Molten salt reactors also offer inherent safety
advantages: because the fuel is liquid, it expands when heated, thus slowing
the rate of nuclear reactions and making the reactor self-governing. And they’re built like bathtubs, with a drain
in the bottom that’s blocked by a “freeze plug.” If anything goes wrong, the
freeze plug melts and the reactor core drains into a shielded underground
container. They can operate as producers of thermal power or as “burner”
reactors that consume nuclear waste from conventional reactors.
Essentially, molten salt reactors could solve the two
problems that have bedeviled the nuclear power industry: safety and waste.
While the advantages of molten salt reactors have been
understood for some time, they remain at the R&D stage because, in the
post-Fukushima era of low-price natural gas, it’s hard to convince investors to
fund any alternative nuclear technology. In the United States it can take a
decade or more, and hundreds of millions of dollars, just to bring new a
reactor design to the Nuclear Regulatory Commission for a license application.
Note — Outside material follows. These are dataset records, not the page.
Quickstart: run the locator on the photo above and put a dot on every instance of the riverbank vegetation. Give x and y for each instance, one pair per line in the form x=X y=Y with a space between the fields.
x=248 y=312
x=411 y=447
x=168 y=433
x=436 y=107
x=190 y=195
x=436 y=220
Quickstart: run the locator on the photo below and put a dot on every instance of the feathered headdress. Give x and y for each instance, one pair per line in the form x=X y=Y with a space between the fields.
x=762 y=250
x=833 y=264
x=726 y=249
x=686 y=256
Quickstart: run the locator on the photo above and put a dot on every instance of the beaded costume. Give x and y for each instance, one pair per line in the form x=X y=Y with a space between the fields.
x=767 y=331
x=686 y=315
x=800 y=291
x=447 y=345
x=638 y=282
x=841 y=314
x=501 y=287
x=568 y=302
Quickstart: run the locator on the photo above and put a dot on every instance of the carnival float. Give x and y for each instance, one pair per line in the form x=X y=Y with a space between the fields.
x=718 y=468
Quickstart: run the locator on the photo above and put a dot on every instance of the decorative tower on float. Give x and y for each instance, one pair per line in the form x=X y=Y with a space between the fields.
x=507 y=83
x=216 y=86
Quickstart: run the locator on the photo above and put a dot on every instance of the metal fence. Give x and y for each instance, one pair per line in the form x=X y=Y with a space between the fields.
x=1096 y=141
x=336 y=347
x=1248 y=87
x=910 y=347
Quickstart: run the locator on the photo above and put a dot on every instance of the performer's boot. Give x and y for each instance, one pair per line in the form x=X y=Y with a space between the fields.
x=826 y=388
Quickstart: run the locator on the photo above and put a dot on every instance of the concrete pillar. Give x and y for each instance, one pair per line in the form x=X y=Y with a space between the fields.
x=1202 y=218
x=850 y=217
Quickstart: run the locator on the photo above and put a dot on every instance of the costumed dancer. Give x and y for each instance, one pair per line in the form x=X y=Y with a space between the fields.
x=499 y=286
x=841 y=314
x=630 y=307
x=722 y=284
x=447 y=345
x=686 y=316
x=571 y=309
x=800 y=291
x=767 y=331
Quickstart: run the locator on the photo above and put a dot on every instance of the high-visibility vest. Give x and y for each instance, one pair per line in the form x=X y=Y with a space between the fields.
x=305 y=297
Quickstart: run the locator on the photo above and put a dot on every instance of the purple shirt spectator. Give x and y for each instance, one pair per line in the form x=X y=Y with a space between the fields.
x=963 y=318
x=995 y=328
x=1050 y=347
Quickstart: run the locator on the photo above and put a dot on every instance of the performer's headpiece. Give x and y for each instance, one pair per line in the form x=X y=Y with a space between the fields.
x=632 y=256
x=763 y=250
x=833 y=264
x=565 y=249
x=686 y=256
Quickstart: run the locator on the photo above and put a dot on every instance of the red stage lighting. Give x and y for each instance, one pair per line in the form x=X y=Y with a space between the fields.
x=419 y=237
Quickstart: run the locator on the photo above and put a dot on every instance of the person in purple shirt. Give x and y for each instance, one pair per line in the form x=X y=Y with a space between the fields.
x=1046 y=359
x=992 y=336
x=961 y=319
Samofar is focused on fast reactors, which are more
efficient than conventional light-water reactors and can breed fissile elements
from nuclear waste. The researchers will build experimental laboratory
facilities—not, at least for the next few years, an actual working reactor—to
test the geometry of the freeze plug, the coatings of vessel and pipe
materials, the behavior of the liquid fuel during circulation and draining, and
other key safety metrics.
The project represents “the first step towards large
scale validation and demonstration of the technology,” says Jan-Leen Kloosterman,
a professor of nuclear physics at TU Delft and the lead researcher on Samofar.
“Hopefully the results will also lead to much more commitment from the large
nuclear industry.”
Getting that commitment remains an uphill struggle, but a
report funded by the United Kingdom government and released recently by Energy
Process Developments, a London-based research firm, reviews technologies from
six potential molten salt reactor developers—Flibe Energy, Moltex Energy,
ThorCon Power, Seaborg Technologies, Terrestrial Energy, and Transatomic
Power—and finds encouraging signals for molten salt reactors over the next 10
years (see “Experiments Start on a Meltdown-Proof Nuclear Reactor”). After a
decade of work, the companies “are ready now with proposals for the next step
to implementation, namely engineering design to prepare the safety case and to
proceed to design and build.”
The most advanced program for liquid-fuel, thorium-based
reactors is in China, where the Shanghai Institute of Applied Physics reportedly
plans to build a prototype in the next few years. The Shanghai program is a collaboration with
Oak Ridge National Laboratory, where molten salt nuclear technology was born.